The behavioral health system said around two or three times a month, employees receive phishing emails from hackers to reroute their paychecks by direct deposit.
"They might just say, 'I need to update my direct deposit information,'" Eric Nyberg, director of information technology at KVC, told CNBC. "Or they start with, 'Hey, do you have a second?' and if that target person responds, then they go from there."
The emails are often well written, cordial and lack the misspellings, grammar mistakes and punctuation abnormalities that often alert employees to phishing attacks, Mr. Nyberg said.
This wire fraud scheme is trying to connive human resource personnel to change an employee's bank account and routing information, so the paychecks get directly deposited to the hacker's desired account. When the money gets rerouted to the hackers, the organization is required to replace the stolen funds.

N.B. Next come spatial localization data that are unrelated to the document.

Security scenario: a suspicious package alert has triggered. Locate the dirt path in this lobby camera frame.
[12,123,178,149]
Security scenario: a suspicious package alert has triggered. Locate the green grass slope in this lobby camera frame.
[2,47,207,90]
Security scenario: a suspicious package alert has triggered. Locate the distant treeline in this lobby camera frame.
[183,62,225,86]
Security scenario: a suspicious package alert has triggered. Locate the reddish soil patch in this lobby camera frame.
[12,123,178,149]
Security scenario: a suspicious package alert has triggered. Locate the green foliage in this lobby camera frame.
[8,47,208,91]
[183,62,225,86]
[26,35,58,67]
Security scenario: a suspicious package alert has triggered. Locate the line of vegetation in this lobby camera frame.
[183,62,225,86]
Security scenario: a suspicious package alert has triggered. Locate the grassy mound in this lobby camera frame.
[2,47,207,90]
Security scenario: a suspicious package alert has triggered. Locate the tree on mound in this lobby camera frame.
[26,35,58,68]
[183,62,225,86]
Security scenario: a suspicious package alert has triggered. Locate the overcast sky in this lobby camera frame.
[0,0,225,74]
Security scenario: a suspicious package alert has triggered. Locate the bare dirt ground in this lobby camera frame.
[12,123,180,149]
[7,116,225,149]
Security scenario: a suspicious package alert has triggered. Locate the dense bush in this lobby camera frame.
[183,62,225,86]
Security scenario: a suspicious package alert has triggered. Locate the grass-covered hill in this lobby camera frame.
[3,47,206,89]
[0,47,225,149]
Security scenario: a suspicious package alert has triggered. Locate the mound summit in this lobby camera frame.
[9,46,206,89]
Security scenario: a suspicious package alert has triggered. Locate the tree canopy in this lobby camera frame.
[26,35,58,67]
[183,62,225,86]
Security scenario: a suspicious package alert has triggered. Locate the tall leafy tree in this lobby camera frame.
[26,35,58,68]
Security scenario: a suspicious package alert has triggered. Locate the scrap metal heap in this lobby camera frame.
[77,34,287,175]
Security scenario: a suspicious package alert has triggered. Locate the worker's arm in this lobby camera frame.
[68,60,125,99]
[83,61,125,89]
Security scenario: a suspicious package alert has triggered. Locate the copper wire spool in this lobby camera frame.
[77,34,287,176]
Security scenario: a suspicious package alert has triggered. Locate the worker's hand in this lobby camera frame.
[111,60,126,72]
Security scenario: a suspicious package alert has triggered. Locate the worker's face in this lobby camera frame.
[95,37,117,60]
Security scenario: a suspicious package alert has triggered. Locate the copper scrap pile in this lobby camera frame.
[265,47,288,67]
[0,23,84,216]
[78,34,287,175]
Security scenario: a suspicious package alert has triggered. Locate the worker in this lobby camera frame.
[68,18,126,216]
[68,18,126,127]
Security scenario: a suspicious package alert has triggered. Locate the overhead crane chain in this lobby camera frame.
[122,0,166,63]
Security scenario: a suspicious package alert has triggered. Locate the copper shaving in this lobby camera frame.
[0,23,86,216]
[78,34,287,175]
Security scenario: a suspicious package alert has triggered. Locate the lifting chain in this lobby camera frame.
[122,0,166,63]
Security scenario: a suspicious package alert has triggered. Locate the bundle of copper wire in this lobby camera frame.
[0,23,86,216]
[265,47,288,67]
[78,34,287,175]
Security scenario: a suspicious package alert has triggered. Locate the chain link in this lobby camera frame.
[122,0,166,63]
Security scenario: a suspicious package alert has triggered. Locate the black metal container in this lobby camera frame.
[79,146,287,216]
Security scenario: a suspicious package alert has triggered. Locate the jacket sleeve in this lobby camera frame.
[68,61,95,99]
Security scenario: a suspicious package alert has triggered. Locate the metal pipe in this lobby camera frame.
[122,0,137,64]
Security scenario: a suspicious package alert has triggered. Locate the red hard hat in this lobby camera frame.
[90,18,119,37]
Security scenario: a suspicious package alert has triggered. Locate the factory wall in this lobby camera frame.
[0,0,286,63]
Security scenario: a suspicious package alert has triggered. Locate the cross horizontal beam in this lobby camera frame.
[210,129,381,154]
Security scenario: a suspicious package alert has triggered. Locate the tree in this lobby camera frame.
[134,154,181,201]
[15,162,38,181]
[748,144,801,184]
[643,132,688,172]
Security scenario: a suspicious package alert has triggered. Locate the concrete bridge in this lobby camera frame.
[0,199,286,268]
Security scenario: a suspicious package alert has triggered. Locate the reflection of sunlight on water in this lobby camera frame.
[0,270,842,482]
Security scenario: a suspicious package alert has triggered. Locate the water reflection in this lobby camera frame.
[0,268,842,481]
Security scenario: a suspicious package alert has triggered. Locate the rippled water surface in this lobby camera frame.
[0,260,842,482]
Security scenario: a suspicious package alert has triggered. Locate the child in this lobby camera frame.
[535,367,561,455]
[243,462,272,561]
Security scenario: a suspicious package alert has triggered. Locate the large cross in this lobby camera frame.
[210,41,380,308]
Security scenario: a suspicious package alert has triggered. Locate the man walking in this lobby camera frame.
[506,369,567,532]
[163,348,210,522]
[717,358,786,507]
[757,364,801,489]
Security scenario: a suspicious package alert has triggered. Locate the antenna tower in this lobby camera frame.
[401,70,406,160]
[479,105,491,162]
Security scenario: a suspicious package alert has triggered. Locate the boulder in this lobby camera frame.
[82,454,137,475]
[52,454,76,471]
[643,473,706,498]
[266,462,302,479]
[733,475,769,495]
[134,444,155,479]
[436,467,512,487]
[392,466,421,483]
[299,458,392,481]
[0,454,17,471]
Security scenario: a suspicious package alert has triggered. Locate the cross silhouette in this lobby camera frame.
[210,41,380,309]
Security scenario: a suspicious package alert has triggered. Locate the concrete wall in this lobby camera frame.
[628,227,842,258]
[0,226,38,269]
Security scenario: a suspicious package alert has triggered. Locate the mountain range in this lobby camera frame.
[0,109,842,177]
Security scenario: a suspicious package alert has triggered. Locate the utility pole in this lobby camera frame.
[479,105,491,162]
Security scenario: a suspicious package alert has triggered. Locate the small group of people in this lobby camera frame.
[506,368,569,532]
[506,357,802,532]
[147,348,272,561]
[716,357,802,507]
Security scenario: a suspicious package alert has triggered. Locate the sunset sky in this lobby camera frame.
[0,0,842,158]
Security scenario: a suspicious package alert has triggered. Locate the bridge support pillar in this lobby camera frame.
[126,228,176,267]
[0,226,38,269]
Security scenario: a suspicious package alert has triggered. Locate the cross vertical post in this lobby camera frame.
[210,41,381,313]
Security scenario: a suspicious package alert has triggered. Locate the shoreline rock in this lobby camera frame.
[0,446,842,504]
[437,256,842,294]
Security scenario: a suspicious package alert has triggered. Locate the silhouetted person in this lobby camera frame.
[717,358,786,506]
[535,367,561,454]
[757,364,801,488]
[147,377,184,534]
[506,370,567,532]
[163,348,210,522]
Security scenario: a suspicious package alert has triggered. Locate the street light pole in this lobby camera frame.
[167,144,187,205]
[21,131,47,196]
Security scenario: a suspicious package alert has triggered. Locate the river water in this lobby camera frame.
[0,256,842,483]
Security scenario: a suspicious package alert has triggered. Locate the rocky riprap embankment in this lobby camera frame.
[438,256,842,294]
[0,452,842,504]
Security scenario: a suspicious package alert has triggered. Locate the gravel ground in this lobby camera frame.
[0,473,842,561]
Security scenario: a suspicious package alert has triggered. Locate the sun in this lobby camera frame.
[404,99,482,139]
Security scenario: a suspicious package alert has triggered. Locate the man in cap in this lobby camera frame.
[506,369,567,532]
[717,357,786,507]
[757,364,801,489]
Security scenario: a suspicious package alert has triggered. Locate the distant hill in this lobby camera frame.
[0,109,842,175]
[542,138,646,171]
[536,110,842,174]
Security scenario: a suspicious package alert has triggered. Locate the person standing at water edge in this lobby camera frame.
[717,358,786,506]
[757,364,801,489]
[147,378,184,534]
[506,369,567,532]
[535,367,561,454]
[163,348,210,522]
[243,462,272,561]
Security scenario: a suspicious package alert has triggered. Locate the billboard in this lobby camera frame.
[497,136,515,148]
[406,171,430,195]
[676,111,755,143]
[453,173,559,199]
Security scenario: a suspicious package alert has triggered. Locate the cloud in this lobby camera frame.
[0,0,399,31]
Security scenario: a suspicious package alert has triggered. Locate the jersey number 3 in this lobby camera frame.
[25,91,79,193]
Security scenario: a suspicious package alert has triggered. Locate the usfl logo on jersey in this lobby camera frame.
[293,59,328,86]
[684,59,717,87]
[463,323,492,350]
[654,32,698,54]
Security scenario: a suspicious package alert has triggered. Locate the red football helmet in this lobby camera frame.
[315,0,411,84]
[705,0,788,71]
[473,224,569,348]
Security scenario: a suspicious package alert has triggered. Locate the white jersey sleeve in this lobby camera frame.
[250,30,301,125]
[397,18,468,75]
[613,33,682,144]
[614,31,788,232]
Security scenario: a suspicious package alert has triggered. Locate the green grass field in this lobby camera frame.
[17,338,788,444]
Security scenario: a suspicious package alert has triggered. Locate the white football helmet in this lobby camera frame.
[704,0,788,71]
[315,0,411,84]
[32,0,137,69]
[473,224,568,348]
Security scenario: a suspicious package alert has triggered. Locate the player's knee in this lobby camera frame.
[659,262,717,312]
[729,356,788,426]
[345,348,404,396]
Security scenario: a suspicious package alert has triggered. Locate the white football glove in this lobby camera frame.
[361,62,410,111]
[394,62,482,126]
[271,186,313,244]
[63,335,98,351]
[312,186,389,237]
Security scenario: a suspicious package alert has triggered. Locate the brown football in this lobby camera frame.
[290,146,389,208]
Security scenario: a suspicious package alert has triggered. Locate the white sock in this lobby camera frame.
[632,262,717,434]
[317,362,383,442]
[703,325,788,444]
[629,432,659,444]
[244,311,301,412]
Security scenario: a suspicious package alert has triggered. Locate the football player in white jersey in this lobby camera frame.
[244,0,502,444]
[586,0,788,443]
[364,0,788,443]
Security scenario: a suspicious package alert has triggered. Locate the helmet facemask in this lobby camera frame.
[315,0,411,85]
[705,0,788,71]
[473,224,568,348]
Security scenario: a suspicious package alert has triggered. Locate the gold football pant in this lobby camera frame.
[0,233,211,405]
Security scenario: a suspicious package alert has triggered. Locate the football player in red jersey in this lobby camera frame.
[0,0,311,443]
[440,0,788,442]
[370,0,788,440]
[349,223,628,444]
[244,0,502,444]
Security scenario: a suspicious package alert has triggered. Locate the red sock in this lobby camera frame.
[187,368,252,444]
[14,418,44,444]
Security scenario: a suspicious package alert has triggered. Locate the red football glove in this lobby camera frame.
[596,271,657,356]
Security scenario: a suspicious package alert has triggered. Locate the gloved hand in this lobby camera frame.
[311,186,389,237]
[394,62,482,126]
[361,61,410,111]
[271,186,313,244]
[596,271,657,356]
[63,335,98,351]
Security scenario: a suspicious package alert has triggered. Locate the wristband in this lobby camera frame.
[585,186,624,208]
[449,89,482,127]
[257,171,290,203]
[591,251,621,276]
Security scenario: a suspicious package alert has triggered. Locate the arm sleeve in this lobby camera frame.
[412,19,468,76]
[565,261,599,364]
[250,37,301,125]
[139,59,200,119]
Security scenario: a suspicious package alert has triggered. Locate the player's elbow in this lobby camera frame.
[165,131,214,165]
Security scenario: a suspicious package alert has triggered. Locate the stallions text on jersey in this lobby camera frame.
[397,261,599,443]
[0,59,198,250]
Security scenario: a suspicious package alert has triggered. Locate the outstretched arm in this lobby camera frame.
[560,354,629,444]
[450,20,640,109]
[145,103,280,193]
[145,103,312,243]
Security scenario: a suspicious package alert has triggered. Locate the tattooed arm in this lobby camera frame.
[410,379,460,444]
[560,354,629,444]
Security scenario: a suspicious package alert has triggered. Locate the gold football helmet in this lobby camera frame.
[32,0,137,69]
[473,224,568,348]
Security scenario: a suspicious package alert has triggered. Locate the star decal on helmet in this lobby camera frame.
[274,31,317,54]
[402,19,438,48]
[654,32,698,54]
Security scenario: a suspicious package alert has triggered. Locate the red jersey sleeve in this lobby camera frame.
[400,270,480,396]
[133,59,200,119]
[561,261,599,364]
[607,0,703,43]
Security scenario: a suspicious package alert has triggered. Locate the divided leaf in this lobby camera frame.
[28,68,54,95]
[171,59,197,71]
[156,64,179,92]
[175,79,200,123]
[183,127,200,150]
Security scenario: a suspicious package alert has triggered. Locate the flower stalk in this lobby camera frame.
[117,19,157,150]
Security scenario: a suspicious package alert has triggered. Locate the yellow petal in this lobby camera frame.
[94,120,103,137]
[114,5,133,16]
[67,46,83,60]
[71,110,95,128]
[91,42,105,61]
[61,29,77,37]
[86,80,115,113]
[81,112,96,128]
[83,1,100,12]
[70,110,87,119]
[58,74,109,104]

KVC has had a few misses, but has not transferred any paychecks to scammers, according to Mr. Nyberg.
While these scammers don't often get away with stealing tens of thousands of dollars, the threat is real. To combat the fraud scheme, Mr. Nyberg said KVS is focused on training employees on a simple truth:
"The CEO is never going to email you out of the blue and ask you for any deposit changes. And if you have any sliver of a doubt, call the person who is making the request," he told CNBC.
Natural language processing is also being developed to flag the phishing emails before they hit an employee's inbox.